In this cohort study, the authors compared 100 AD and 58 DLB subjects at baseline and at 12-month follow-up on cognitive and neuropsychiatric measures.
Patients were recruited from 40 European centres.
Subjects with mild–moderate dementia. Diagnosis of DLB or AD required agreement between consensus panel clinical diagnosis and visual rating of 123I-FP-CIT (dopamine transporter) single photon emission computed tomography neuroimaging.
The Cambridge Cognitive Examination including Mini-Mental State Examination and Neuropsychiatric Inventory (NPI).
The AD and DLB groups did not differ at baseline in terms of age, gender, Clinical Dementia Rating score and use of cholinesterase inhibitors or memantine. NPI and NPI carer distress scores were statistically significantly higher for DLB subjects at baseline and at follow-up, and there were no differences between AD and DLB in cognitive scores at baseline or at follow-up. There was no significant difference in rate of progression of any of the variables analysed.
DLB subjects had more neuropsychiatric features at baseline and at follow-up than AD, but the authors did not find any statistically significant difference in rate of progression between the mild–moderate AD and DLB groups on cognitive or neuropsychiatric measures over a 12-month follow-up period.

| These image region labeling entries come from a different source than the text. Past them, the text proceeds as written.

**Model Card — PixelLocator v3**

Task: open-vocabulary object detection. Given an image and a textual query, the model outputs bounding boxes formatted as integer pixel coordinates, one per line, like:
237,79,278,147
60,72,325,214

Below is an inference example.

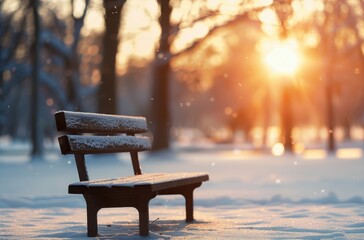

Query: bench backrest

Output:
55,111,151,181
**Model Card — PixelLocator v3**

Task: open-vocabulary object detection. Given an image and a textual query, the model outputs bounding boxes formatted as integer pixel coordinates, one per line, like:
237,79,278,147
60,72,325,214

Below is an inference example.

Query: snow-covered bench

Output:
55,111,209,237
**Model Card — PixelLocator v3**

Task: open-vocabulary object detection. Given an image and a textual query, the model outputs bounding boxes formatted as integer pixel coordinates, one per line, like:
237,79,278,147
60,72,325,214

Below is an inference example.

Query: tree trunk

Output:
152,0,172,150
31,0,43,160
98,0,126,114
281,83,293,153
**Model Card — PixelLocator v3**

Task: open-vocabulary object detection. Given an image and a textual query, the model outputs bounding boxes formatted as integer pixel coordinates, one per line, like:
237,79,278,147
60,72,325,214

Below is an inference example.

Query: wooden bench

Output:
55,111,209,237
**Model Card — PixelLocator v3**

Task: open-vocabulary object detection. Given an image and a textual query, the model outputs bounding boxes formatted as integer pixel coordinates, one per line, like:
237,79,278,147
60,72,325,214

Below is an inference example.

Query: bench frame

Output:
55,111,208,237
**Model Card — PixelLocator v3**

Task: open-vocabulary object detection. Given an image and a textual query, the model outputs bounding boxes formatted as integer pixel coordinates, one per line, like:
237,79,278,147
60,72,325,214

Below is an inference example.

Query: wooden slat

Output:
69,172,209,193
58,135,151,154
55,111,148,134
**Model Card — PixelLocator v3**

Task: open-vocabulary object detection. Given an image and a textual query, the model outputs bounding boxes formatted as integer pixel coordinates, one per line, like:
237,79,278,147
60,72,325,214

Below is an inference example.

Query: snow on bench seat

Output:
69,172,209,193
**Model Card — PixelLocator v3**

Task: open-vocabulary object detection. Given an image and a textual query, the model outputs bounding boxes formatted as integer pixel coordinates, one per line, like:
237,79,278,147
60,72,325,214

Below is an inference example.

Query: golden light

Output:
271,143,284,156
264,41,300,75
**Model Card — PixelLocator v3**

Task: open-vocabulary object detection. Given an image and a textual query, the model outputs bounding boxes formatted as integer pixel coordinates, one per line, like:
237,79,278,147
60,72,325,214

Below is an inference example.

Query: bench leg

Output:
137,201,149,236
87,204,99,237
183,189,194,222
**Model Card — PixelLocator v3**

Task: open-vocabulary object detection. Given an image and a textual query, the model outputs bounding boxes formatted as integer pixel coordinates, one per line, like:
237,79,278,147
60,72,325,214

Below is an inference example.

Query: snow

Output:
56,111,147,132
71,172,207,188
0,142,364,239
67,135,151,151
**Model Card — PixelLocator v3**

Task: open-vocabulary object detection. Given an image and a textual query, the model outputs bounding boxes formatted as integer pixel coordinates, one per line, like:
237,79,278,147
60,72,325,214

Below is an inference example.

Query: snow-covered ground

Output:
0,143,364,239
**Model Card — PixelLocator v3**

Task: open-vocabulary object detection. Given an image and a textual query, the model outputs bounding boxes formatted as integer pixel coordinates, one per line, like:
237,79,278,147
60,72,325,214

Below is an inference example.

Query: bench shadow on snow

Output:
35,219,210,239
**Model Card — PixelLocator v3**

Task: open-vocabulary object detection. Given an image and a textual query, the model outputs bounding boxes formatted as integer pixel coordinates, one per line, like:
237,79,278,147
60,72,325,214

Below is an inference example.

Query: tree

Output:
98,0,126,114
152,0,172,150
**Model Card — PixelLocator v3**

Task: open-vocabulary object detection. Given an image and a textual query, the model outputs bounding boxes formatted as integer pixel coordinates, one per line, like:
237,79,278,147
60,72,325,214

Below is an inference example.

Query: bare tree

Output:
98,0,126,113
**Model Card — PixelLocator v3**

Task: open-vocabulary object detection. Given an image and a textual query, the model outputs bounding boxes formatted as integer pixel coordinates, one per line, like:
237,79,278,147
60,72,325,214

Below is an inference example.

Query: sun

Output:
264,41,300,75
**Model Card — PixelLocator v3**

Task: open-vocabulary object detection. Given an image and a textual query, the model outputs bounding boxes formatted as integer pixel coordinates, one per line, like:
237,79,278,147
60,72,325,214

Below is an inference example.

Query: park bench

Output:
55,111,209,237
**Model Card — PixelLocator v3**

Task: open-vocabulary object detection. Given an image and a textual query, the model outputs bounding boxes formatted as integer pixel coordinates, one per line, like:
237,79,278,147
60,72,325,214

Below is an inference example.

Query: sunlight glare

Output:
272,143,284,156
264,41,299,75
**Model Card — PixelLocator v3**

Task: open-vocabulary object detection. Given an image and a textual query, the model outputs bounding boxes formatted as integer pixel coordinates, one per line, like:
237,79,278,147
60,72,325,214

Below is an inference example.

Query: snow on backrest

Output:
59,135,151,154
55,111,147,133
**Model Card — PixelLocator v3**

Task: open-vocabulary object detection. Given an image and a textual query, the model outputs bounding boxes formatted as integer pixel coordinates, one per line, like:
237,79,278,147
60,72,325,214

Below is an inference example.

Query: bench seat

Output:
68,172,209,194
55,111,209,237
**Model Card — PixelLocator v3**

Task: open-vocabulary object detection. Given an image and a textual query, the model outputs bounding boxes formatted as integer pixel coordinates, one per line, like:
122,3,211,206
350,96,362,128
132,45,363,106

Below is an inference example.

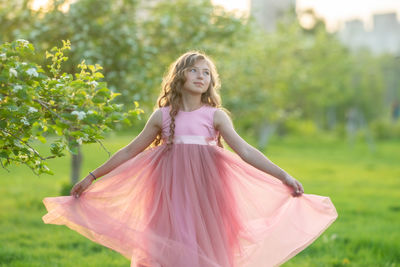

Dementia with Lewy bodies (DLB) has distinct neuropsychiatric features.
At present, we do not know whether the poorer prognosis of DLB is due to a more rapid cognitive decline compared with Alzheimer's disease (AD).
In this fairly large cohort of patients with DLB and AD, while there was no difference in level of cognitive impairment (Cambridge Cognitive Examination (CAMCOG) score) at baseline and at 12-month follow-up, DLB patients had significantly higher Neuropsychiatric Inventory (NPI) and NPI carer distress scores both at baseline and at 12-month follow-up.
Therefore, the worse prognosis of DLB is likely to be mediated by neuropsychiatric or other symptoms and not only by cognitive decline.
Strengths and limitations of this study
Inclusion of high number of subjects from 40 European clinical centres.
Well-characterised cases with both consensus panel clinical diagnosis (three clinical experts) and dopaminergic transporter single photon emission computed tomography imaging.
No autopsy data were available and therefore it is possible that more rapid cognitive decline may be present in pure DLB.
Only 1 year of follow-up.
There was higher attrition rate (no-follow-up assessment) in the DLB group, and DLB patients that did not return for follow-up were more impaired than AD patients.